14 Oct 2021
The Power Sector Assets and Liabilities Management Corporation (PSALM) declared Soosan ENS Co. Ltd. (Soosan ENS) as the lowest bidder during the evaluation of bids held on 12 October 2021 for the procurement of the Operation and Maintenance Service Contract (OMSC) for the Casecnan Hydroelectric Power Plant (CHPP). The next stage is for PSALM to subject the bid of Soosan ENS to the post-qualification process, pursuant to Republic Act No. 9184.
Soosan ENS submitted the lowest bid at PHP252,996,800.00, which is substantially lower than the PHP462,000,000.00 budget that the PSALM Board of Directors approved for the operation and maintenance contract of CHPP.
The other qualified bidders, SN Aboitiz Power-Magat, Inc. and KEPCO KPS Philippines Corporation submitted offers amounting to PHP261,556,168.02 and PHP391,491,723.84, respectively.
The post-qualification process will ensure that Soosan ENS indeed met all the financial and legal requirements as indicated in the bidding procedures of PSALM. If Soosan ENS passes the post-qualification process, it will be given sufficient lead time to familiarize itself with the operations of CHPP before the contract’s beginning effectivity date on 26 November 2021.
“We are optimistic that with the successful public bidding for the Casecnan Plant’s operation and maintenance contract, PSALM can now proceed to prepare for the ultimate plan of privatizing the Casecnan Plant, consistent with the clear mandate in the Electric Power Industry Reform Act,” PSALM President and CEO Irene Besido-Garcia said.
The CHPP is a 165-megawatt combined irrigation and power generation facility located at Sitio Pauan, Brgy. Villarica, Pantabangan, Nueva Ecija on the island of Luzon, about 150 km north of Manila. The CHPP is covered by a build-operate-transfer agreement ending on 11 December 2021. The National Irrigation Administration will own 40%, while PSALM will own 60% of CHPP. However, the National Irrigation Administration has allowed PSALM to handle the procurement of the OMSC and to start the preparation for privatization of CHPP.

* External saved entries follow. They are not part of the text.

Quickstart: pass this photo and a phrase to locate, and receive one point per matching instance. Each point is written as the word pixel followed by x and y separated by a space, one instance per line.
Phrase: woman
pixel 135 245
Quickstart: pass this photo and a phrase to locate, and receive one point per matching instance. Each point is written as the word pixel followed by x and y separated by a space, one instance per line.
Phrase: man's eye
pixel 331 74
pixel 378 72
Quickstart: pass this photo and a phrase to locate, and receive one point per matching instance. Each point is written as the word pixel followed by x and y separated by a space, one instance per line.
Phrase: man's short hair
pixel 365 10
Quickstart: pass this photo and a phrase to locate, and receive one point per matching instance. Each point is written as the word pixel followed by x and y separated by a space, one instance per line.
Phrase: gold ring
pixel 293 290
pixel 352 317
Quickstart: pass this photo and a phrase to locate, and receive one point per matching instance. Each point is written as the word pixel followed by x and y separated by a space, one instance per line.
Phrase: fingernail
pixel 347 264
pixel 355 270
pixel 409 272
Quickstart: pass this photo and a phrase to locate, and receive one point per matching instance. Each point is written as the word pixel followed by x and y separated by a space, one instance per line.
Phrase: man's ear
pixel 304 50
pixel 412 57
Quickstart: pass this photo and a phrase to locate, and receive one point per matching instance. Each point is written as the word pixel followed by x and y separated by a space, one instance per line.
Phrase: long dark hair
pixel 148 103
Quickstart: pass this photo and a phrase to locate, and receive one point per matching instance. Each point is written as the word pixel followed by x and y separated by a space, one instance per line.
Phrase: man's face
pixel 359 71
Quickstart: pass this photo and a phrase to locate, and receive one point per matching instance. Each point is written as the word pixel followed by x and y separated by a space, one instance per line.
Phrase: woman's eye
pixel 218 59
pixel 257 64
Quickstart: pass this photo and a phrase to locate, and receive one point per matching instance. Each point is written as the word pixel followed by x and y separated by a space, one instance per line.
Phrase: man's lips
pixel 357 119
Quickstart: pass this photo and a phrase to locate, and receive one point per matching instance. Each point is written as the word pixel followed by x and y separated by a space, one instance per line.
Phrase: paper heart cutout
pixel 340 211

The CHPP is a “run-of-river” type of plant with very limited impounding area. The water from the reservoir flows into the plant’s powerhouse, down to the Pantabangan lake and into the irrigation channels. The National Irrigation Administration will continue its mandate of irrigating farmlands despite the privatization of the power component of said facility.